White Pawn to f3. Black Pawn to e5. White Pawn to g4. Black Queen to h4. Checkmate. Black wins. It can happen that quickly. Granted that is called “Fool’s Mate” and almost never happens, it is still the shortest possible way to win a game of chess.
Chess originated about 1500 years ago in India. Since then, it has become one of the most known games across the globe. Chess is an intellectual battle of tactics and patience. There are many traps in chess such as discovered attacks, gambits, and piece sacrifices that will test your ability to strategize and out-think your opponent. What it really teaches you to do is to analyze your situation. To observe what’s in your way and challenging you, and then plan out how you’re going to overcome it.

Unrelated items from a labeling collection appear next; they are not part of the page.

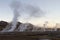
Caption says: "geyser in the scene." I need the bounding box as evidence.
[2,0,44,32]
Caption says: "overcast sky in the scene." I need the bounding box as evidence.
[0,0,60,24]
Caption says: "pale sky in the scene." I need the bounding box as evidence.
[0,0,60,25]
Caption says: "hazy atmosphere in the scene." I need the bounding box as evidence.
[0,0,60,25]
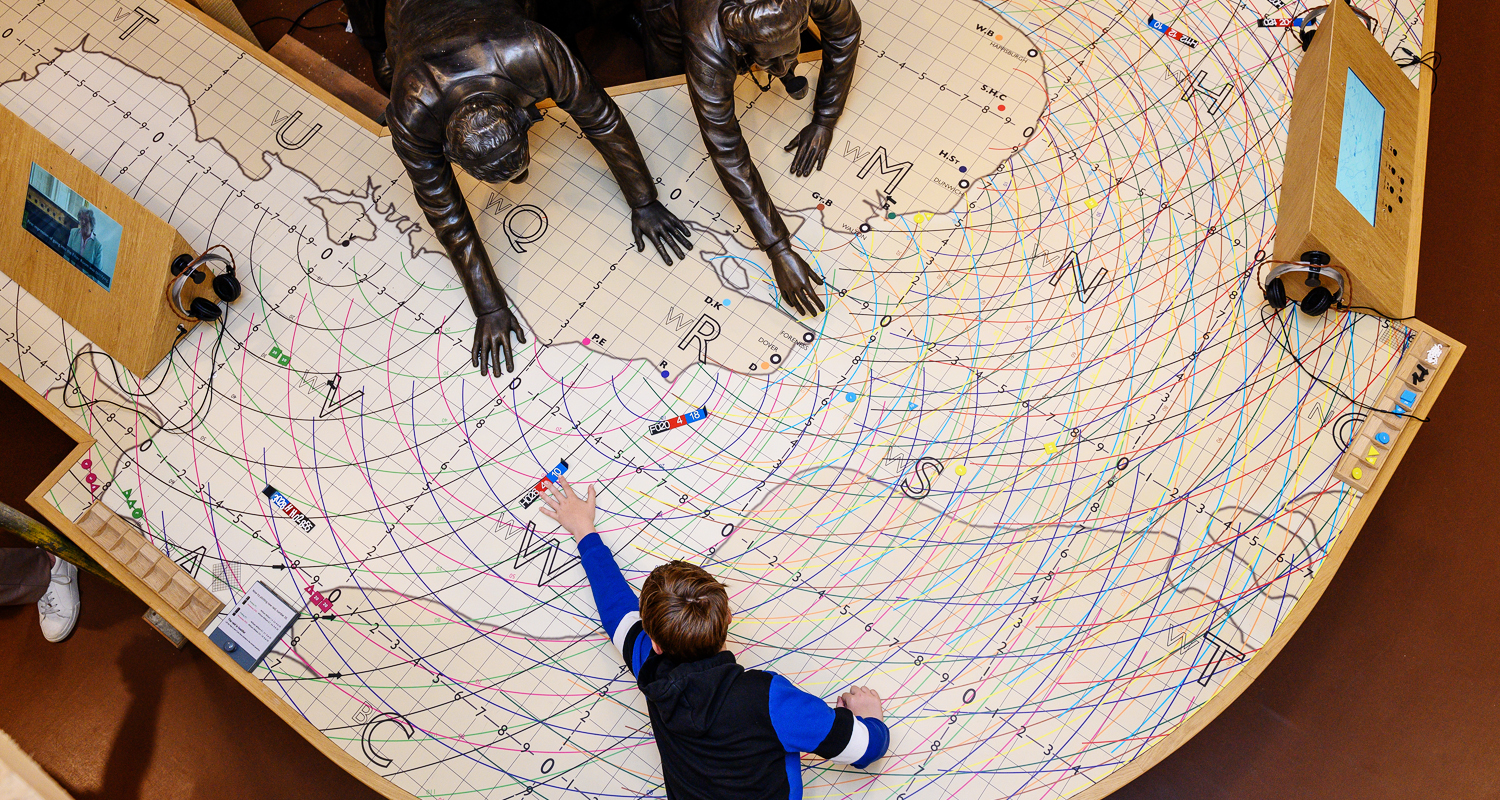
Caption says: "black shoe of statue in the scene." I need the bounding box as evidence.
[782,74,807,101]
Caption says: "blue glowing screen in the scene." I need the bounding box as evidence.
[1334,69,1386,225]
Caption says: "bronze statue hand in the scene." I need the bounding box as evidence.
[473,299,527,375]
[786,122,834,177]
[767,240,824,317]
[630,200,693,267]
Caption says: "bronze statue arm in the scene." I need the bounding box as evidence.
[536,26,657,209]
[687,57,824,317]
[810,0,860,128]
[687,56,791,251]
[536,26,693,266]
[390,119,527,375]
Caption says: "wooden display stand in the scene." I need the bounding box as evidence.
[1272,0,1427,317]
[78,501,224,630]
[0,107,199,377]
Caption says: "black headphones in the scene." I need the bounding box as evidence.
[167,245,240,323]
[1265,251,1347,317]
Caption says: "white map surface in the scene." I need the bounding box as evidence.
[0,0,1421,800]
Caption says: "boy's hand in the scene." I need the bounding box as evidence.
[839,686,885,722]
[542,476,597,543]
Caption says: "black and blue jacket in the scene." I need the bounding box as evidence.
[578,533,891,800]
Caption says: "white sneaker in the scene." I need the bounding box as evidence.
[36,558,78,642]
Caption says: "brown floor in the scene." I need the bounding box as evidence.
[0,0,1500,800]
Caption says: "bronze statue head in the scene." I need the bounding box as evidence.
[719,0,810,78]
[443,92,531,183]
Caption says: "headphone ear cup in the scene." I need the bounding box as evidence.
[1302,287,1334,317]
[1266,278,1287,311]
[188,297,224,323]
[213,273,240,303]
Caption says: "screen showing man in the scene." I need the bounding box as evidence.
[21,164,125,291]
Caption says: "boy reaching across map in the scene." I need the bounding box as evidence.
[542,477,891,800]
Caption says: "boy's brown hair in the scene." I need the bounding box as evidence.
[641,561,729,660]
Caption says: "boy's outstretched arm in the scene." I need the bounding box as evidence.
[771,675,891,770]
[542,477,651,674]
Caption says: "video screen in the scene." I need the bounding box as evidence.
[1334,69,1386,225]
[21,164,125,291]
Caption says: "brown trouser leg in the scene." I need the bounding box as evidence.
[0,548,53,605]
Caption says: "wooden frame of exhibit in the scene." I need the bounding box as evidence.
[0,107,198,377]
[26,0,1464,800]
[1272,0,1416,317]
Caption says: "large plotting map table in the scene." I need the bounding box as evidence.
[0,0,1452,800]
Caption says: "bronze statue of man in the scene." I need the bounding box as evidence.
[363,0,692,374]
[638,0,860,315]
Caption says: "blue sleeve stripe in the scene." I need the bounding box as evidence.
[786,753,803,800]
[620,615,653,675]
[852,717,891,770]
[768,675,848,753]
[578,533,641,639]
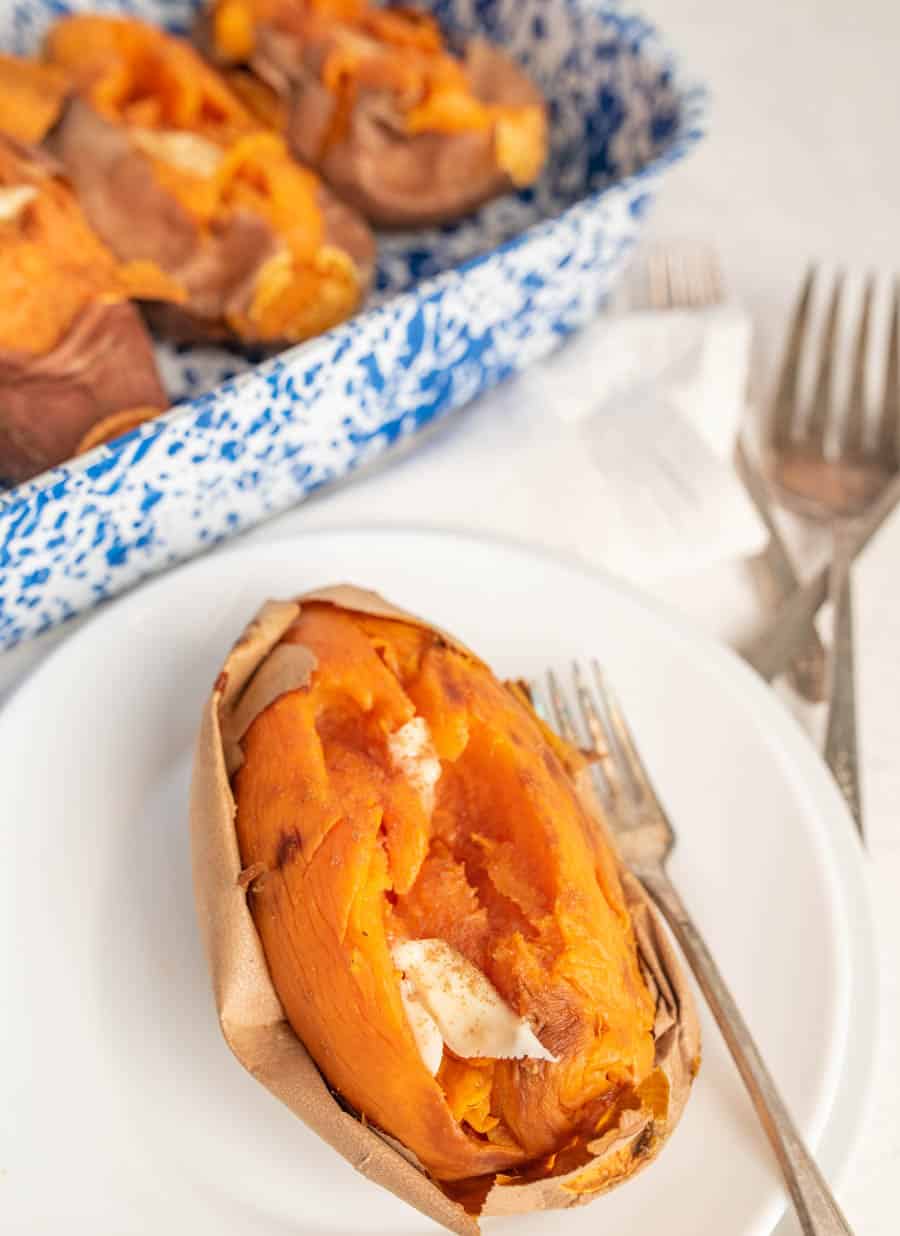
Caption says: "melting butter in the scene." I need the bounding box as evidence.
[131,129,225,177]
[0,184,37,224]
[392,939,559,1074]
[387,717,440,816]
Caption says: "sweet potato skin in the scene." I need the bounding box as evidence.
[0,137,172,482]
[197,0,548,229]
[0,300,168,482]
[234,604,654,1182]
[46,16,375,349]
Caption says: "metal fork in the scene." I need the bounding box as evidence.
[643,245,827,703]
[532,661,852,1236]
[769,268,900,837]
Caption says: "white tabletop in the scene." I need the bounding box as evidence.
[0,0,900,1236]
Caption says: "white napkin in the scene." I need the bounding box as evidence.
[506,305,766,582]
[292,300,765,583]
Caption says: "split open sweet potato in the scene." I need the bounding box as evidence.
[46,16,375,346]
[192,588,698,1231]
[0,54,70,143]
[198,0,546,227]
[0,137,171,481]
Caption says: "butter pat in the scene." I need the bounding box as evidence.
[392,939,559,1073]
[131,129,225,177]
[387,717,440,815]
[0,184,37,224]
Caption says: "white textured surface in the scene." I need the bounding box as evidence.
[0,0,900,1236]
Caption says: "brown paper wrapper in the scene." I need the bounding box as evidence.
[190,585,700,1236]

What I like most about chess is that the lessons learned apply to everything in your life. You’re going to be tested and put in many different situations. There are going to be obstacles in your way. The only thing you have control of is how you react to those hurdles. Chess pushes you to think ahead and weigh your options. It’s that kind of forward thought that helps you make the best possible decision.
You can take that knowledge and apply it to things like how you can be successful in class, which classes you should take first, or even which colleges you should apply to after Clark.
I’m not saying you have to become the next Magnus Carlsen either (The current chess world champion). I like to play in my spare time between work or classes. I’m not saying that if you play chess for “X” hours your GPA will raise by “Y” points, but it might not be a bad game to pick up.